The fate of 15N-labeled ammonium and nitrate applied on trees canopy in a mature balsam-fir stand, Quebec

• Main Author: Gélinas-Pouliot, Mathieu
• Format: Others
• Published: 2013
• Subjects: Eau et environnement; Foresterie et sciences du bois
• Online Access: http://constellation.uqac.ca/2625/1/030571593.pdf

Canopy uptake of atmospherically deposited nitrogen (N) in N-limited boreal forests may represent an important source of N for growth. A tracer study was conducted by repeated applications of artificial precipitation with ambient inorganic N concentration (two treatments: 15N-NH4NO3 and NH415N-NO3, 98 at.% with three trees per treatment) misted directly on the crown of individual mature balsam fir trees (Québec, Canada) during two growing seasons. Control trees were used to determine natural 15N abundance values.
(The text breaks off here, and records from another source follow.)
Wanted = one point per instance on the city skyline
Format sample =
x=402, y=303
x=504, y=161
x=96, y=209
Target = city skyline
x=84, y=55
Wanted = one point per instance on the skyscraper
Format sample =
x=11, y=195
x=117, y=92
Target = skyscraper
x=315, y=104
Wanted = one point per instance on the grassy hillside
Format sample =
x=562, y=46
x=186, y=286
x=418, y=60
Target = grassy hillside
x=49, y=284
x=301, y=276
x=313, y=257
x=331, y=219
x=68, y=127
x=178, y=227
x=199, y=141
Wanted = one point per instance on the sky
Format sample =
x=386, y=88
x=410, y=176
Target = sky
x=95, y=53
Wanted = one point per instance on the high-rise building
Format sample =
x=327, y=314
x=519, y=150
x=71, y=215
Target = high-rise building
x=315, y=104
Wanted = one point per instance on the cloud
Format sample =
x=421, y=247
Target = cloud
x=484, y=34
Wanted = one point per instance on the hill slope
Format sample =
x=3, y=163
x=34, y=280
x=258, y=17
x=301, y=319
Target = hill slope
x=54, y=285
At the end of the experiment, mature trees' needles and twigs, epiphytic lichens growing on their stem and branches, understory balsam fir seedlings' needles and branches, and litter layer (L), showed significant 15N enrichments for both treatments as compared to control trees, while there were no differences for understory balsam fir seedlings' stem and roots, soil FH and B horizons. Following NH4 and NO3-tracer addition, except for mature trees' needles that showed significantly higher enrichment for 15NH4+ relative to 15NO3-, in all other compartments enrichment was similar for both ions. Because of the way the tracer was added, i.e. as a fine mist on an individual tree basis, a significant amount was lost. When taking into consideration total N biomass of each compartment, total tracer recovery was estimated to be between 25.8 and 53.2% for 15NH4+ and 39.6 and 81.5% for 15NO3-. Calculating the tracer repartition only for the amount recovered showed that most of the added 15NH4+ and 15NO3- was found in aboveground vegetation (64.3 and 70.7%, respectively) as compared to the litter layer (L) and soil organic horizons (FH) (35.7 and 29.4%, respectively). Overall, twigs showed the highest recovery for both ions (49.9 and 63.0%, respectively). Contrary to studies where N is added directly to the soils, these data show that aboveground biomass may capture N in amounts comparable to or higher than the soil when the tracer is applied in situ directly on the canopy in a way that reproduces natural N deposition processes.